For the characters who are actually present, characterization here is of two halves. During the actual matches, things are too fast moving for in depth portraiture, but Griffith successfully throws in details, emotions, and dialogue to give us vivid, larger than life players that are, in their own ways, flawed. Unfortunately, Griffith seeks to broaden his characters beyond their sport. Of course, I'm not saying that characterization beyond the boundaries of plot is a bad thing. But it doesn't work here, because the entirety of the novel's plot is within the Tournament's framework, leaving the rest of the burden of characterization to chapter long backstory-discharging info dumps that cover the players' lives before they were recruited. Griffith's writing is compelling enough to prevent these from growing truly boring, but they never grow interesting, either, and our real questions (why are these seeming nobodies chosen for the Tournament rather than, say, Special Forces officers?) remain unanswered. These flashback chapters don't add much in the novel's early stages, when the characters are first getting introduced, but the two or so that follow the Tournament's commencing are annoyingly intrusive breaks in the action.

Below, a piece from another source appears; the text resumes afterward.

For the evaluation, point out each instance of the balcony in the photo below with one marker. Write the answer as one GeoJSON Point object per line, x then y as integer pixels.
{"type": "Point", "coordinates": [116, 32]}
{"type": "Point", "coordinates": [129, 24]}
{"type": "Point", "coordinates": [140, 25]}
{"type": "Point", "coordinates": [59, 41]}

So, okay. We're a fair few paragraphs into this review, and I've been pretty hard on Blue Fall. But it has a redeeming feature, and it's a pretty big one: Blue Fall is a damn fun book. Once it gets going, Blue Fall starts picking up momentum and never stops. Before long, it's a speeding vehicle filled with gunfights, bravery, and set pieces that can be best summed up as awesome tumbling about in the backseat. Alright, that metaphor kind of crashed and burned. Nonetheless, watching the Tournament unfold in all its mayhem is glorious. 

Griffith's writing is always clear and capable of some very good lines (In the interims between dinners, time seemed to physically beat upon him. (p. 246)), but it's in battle that it gets great. Firing off multiple match ups at once allows Griffith to flip between them fast enough to keep the tension sky high up for chapters on end. More impressive still is how, in a novel with numerous teams and even more numerous players, Griffith keeps it all from blending together into gunfighter stew. No matter how many fights are going on at the moment, and no matter how many different tactics are about to succeed or blow up with explosive glory, it's always perfectly clear where each team member is and what their goals are. Furthermore, those set pieces I was just talking about aren't just window dressing. Players successfully and not so successfully make use of every part of their environment, giving us scenes like deafening gunfire mingling with still louder music in a dance club and traffic jam-trapped motorists being tricked into becoming distractions by the players. Like I said before, I have no idea how even one of these messes could ever be hushed up, but their creation's a joy to witness.

Blue Fall is dedicated to anybody who's "been known to open up a book simply to escape," and what a nice escape it is. While elements of Griffith's world building don't seem wholly plausible, and while the pacing of the exposition can be clumsy, Blue Fall is still a powerful read, one propelled forward by the strength of the combat at its center. Despite my issues and reservations, I will be reading the next volume in the Tournament series.